Likely related, I can no longer trigger the Pause System Intent anymore. Instead, I get the following error:
https://downloaddave.com/reviews/clients/momentum-br/ga-sr/Screenshot_streaming_pause_error.png
Notice that the drop-down is open and there is no response for me to use and troubleshoot.
I also tried looking through the Actions on Google documentation to see if there could be something wrong with the audio stream I was providing, the best thing I could find was,
“Audio for playback must be in a correctly formatted MP3 file.

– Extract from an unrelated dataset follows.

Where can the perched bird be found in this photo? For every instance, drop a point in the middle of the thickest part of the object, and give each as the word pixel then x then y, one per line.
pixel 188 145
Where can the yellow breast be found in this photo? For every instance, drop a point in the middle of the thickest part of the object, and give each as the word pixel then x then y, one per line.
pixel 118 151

MP3 files must be hosted on a web server and be publicly available through an HTTPS URL. Live streaming is only supported for the MP3 format.”
I found some info on mp3 specs on the SSML page here, but I’m not sure if this applies to the Media Response https://developers.google.com/assistant/conversational/ssml#audio - Last updated 2021-05-25 UTC.
Does anyone have any ideas on how I can get this working or even troubleshoot this?
Could some of these circumstances be an issue with the Media Player itself? How would one go about fixing this?
Anyway, I hope this helps somebody out there & thanks very much in advance. Any help is most appreciated.